Flaky Tests

CI/CD Watch parses JUnit XML test reports to track individual test case stability over time. This lets you identify which specific tests are flaky, how often they fail, and how much they're costing you in wasted pipeline runs.

How Test Results Are Collected

CI providers supply JUnit XML files from pipeline artifacts. CI/CD Watch supports both <testsuites> and <testsuite> as the root element.
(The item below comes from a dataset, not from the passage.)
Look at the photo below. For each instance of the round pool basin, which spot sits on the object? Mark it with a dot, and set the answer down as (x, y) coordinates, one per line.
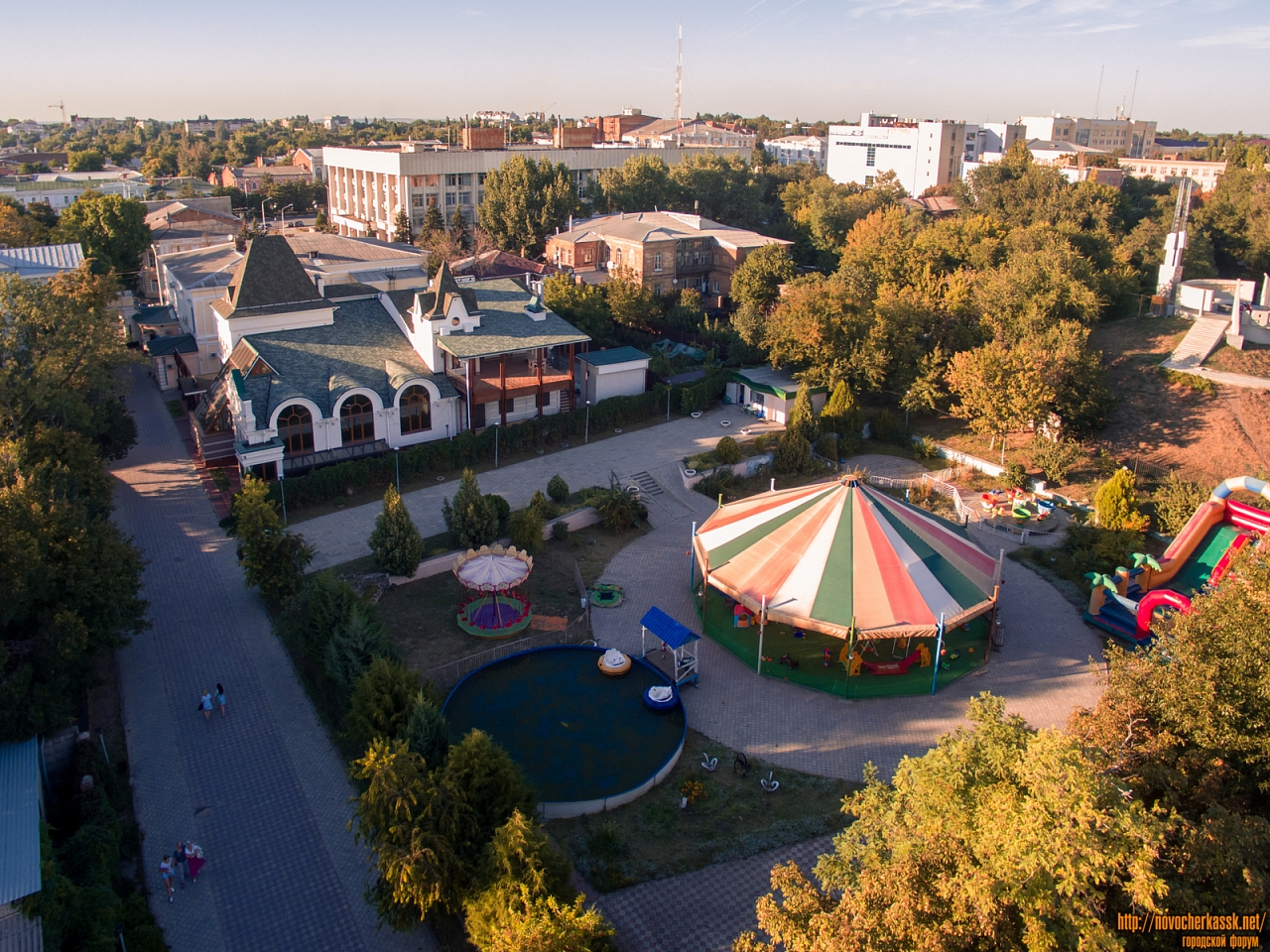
(583, 739)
Each test case's status is derived from its child elements:

Child Element	Status
`<failure>`	Failed
`<error>`	Error
`<skipped>`	Skipped
None	Passed

Test Classification

Tests are classified using the same thresholds as pipeline stability:

Classification	Criteria
Broken	Failure rate ≥ 80%
Flaky	Flip rate ≥ 30% andfailure rate > 0%
Healthy	Everything else

Sorting Priority

Broken tests are shown first as the most urgent issues to address, followed by flaky tests, then healthy tests. This is the opposite of pipeline stability where flaky pipelines are shown first, for tests, a consistently broken test is typically a higher priority since it blocks every run it appears in.

Failure Details

CI/CD Watch captures the last failure message and stack trace for each test case. This helps you debug failures without having to dig through CI logs, you can see the error message and stack trace directly alongside the test's stability metrics.

Flaky Tests Table

The dedicated flaky tests page (under Stability → Flaky Tests) presents all flaky and broken tests in a sortable table. Each row shows the test name, pipeline, failure count, total runs, flip rate, failure rate, and classification status.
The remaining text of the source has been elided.